Alice trembled before the first day at her new school.

“They’ll laugh at me,” she wailed. “I’m different.”

“Everyone’s different,” her mother said, slowing the car to a roll but not a stop. “Out, out. Out you go!”

Alice tumbled onto the pavement. Her mother pulled ahead a few feet then stopped. Alice sighed with relief. Maybe they would would go to lunch at the country club instead. No.

“Your EpiPen!” Alice’s mother shouted in a voice that startled birds in nearby trees. She hurled it out the window and zoomed off. She didn’t want to be late for her Anti Helicopter Parent Committee meeting.

Alice trudged up the steps and through the doors and wandered into the front office. An older girl, maybe a fifth grader, was sitting behind the desk, a wad of tissues in her hand.

“I’m new,” Alice said. The girl sneezed. Then sneezed again.
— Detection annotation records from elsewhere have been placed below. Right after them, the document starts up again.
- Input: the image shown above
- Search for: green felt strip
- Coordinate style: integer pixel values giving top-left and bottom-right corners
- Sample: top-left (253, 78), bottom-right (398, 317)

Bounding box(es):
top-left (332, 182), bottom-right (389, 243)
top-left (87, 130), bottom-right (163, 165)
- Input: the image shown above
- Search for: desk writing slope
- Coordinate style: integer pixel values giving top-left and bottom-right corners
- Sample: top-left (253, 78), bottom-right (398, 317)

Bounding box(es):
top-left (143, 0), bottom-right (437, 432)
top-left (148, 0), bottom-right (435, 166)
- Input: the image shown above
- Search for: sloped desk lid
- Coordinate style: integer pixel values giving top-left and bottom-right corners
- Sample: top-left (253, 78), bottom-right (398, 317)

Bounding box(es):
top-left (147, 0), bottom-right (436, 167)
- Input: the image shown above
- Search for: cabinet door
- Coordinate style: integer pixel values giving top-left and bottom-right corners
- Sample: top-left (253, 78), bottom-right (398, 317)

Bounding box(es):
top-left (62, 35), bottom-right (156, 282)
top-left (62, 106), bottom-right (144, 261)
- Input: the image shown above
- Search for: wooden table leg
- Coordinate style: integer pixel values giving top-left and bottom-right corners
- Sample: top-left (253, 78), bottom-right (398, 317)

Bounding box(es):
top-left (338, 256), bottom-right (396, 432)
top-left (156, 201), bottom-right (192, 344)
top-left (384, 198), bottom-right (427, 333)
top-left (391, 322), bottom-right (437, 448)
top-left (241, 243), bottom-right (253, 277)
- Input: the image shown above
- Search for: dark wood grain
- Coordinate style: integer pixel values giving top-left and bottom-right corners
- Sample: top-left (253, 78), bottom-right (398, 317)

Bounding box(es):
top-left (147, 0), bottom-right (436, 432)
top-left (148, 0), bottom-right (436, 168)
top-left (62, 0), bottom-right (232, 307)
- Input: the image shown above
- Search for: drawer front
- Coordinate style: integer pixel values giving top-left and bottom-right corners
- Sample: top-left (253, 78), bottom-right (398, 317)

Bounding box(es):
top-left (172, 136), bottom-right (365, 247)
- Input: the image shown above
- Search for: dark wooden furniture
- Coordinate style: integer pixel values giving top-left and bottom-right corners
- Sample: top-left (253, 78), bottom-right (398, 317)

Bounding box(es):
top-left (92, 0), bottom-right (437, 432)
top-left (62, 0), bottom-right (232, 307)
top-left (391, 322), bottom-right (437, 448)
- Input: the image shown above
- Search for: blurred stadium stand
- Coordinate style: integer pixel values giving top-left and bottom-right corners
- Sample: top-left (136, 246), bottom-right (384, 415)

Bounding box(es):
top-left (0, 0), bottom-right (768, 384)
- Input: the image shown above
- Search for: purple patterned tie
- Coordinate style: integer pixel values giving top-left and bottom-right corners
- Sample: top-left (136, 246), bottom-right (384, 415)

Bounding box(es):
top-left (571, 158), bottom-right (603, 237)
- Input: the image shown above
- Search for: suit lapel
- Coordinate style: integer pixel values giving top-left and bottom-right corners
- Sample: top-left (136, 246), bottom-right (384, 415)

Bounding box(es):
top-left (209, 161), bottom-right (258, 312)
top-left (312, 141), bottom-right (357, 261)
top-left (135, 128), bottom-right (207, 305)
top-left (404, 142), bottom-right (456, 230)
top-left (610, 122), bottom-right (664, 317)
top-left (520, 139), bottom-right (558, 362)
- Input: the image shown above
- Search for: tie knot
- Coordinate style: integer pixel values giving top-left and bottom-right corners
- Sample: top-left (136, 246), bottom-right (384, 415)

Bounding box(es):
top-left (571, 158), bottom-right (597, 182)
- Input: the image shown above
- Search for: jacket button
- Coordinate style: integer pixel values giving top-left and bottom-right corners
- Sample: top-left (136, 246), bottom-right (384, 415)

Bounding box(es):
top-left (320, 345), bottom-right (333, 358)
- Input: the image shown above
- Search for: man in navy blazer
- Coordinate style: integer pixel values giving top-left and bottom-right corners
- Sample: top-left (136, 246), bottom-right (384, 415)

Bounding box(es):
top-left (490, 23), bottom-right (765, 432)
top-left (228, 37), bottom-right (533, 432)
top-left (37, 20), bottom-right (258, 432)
Then buried her nose into the tissues. Finally she gathered herself and pointed to a small door that said COUNSELOR.

“Just go on in,” the sneezing girl said. “We’ve been expecting you.”

“My mother called ahead?” Alice asked, astounded at the Helicoptorian gesture.

“Your old school sent over your paperwork,” the girl answered. Before Alice could press for more details, the girl dissolved into another sneezing fit. Alice pushed her way into the counselor’s office and sat on a tufted chair.

“Welcome, Alice!” the counselor said. “I see you have your bookbag. I trust you have all your supplies?”

Alice nodded.

“Well, here’s your schedule, and a map of the school. Erin can help direct you.”

Erin must be the sneezing girl, Alice decided.

“I need to let you know about my allergy,” she said, fishing the Epi Pen from her pocket.

“Yes?” the counselor said.

“I’m allergic to peanuts,” Alice said. “I can’t eat them or anything containing them. I can’t be in the same room with them. Even the smell…”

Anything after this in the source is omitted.